# Honda foreman 500 tire recommendations



## sniper's mojo

Picked up a 2006 Honda Foreman 500 4x4. I am looking to replace the stock tires but have a couple of questions. I had ITP Mud Lites on my previous 4x4 that came with it when I bought it and I thought they were to bumpy on a hard pack trail. I rarely go mudding but do some general trail riding with mud and all other types of terrain. The main use for this machine is gonna be for plowing the driveway and ice fishing so snow traction is my primary concern. Do tires in the mud tire category also make the best snow tires? Should I stick with the stock tire size of front=25x8x12, rear=25x10x12 or go with something taller and wider. My uneducated guess would be that taller can't hurt but that wider may reduce my snow traction. What is the tallest and widest I can fit in their without any rubbing or bottoming out?
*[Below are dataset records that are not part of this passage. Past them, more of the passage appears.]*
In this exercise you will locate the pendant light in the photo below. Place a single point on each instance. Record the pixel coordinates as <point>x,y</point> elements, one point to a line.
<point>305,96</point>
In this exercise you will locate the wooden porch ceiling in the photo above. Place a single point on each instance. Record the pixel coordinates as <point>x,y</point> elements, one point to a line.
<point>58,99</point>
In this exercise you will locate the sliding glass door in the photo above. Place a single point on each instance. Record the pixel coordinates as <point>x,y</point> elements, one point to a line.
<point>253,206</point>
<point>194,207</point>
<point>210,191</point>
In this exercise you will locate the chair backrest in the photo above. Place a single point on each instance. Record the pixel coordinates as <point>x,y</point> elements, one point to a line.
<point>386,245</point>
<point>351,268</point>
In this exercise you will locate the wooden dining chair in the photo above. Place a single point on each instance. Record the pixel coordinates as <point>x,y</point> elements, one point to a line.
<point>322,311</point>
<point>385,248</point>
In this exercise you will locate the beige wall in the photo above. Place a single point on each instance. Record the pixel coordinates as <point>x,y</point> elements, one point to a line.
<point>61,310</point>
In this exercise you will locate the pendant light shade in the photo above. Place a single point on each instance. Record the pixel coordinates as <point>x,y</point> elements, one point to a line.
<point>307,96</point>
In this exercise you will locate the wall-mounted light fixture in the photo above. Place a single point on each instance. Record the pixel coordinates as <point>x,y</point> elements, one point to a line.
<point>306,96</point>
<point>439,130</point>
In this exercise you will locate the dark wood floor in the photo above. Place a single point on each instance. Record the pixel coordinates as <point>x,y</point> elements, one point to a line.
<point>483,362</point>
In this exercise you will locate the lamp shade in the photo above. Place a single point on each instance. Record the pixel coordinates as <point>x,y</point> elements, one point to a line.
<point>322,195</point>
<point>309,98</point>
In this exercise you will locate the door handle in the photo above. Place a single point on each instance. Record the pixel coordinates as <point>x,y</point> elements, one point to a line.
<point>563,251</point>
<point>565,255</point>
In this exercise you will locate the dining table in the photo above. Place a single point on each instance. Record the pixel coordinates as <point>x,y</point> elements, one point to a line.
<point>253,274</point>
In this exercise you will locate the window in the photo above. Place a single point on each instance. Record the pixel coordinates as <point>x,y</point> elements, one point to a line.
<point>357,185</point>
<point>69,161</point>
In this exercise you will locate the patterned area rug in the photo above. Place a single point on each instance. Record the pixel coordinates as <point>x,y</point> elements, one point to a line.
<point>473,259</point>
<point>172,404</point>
Any recommendations would be greatly appreciated. I live in clinton township so if you know of any stores with a good selection that would be helpful as well although the last time I just ordered them off of the internet. Thanks!


----------



## CAMODIAK

maxxis bighorn. built tough, built to last. some folks have well over 3000 miles on there machine with bighorns. i may be buying some too, same size matter fact, had them before, going back to them.
if you'd like check out www.atvoffroad.net in the accesories,gadgets and toys section, there is quite a few of us chatting about this very subject....
tooltime.
if you want, maybe you and i could look together and get a discount. i have a few places in mind to buy them from.....



also, im selling some carlisle mudwolf's...they are 26'' tires. mad for mudding and trail. good reviews. 200.00 and they are yours......used but tons of tread left..let me know


----------



## sniper's mojo

I guess this would have been a better topic in a few months but I ended up buying gbc gators in the stock size. I guess now the next step is a suspension lift! I have owned 2 hondas and a yamaha big bear prior to this quad and I have got to tell you that is the last yamaha I will ever own. The ride, power, gearing, and overall smoothness of the engine performance on this honda is incredidible comaparably speaking. I got used to having to play with the choke for the first ten to fifteen minutes with the yamaha in cold weather, which made me foget that with the Honda power that is a 30 second or so issue tops! God bless big red, she may be behind a bit in technology but she is still hands down the best overall running engine on the market. Let the debate begin, LOL! Happy as hell to be back in a Honda with no worries either way!!!


----------



## ENCORE

I've been checking out the ITP 589 M/S tires. I plow snow, lots of it and need the traction. Unless one of the lanes has mud in it from a rain, I'm never in mud. I use the quad mostly in the winter, always plowing and I use it for ice fishing. These tires, so they claim, are made for both mud and snow. In the summer, I use the wife's gator most of the time.
I called locally here and have someone looking if he can get them and at what price. Searching the net, this is about the cheapest price that I can find. I believe they include free shipping. http://www.helmetsandtires.com/
This site, although more expensive shows the tire better: http://www.itptires.com/utilityatv/589_ms.html


----------



## pikeman1

If you put bigger tires on just make sure your ride can handle it. If it is a automatic and you go to big or heavy you will go through belts. You need to put a clutch kit on to handle the bigger tires. The 589 tires are nice but they are heavy. I wouldn't go bigger than 26s with those. I have 27" Maxxis Zillas on my outlander 500 and it goes through the snow. I only use them in the winter for plowing and icefishing, in summer I put will put the stock ones back on. 
Lots of places to buy tires from and get info on tires. I bought mine from mudthrowers. And I got a lot of info about tires from mudbog.net. I had a guy from the site who has a sponsor that deals in tires give me a 10 percent discount when I bought mine and saved me 60-70 bucks, plus free shipping. 
And I wouldn't put a lift on it. The higher you go from stock the more things are going to wear out faster.


----------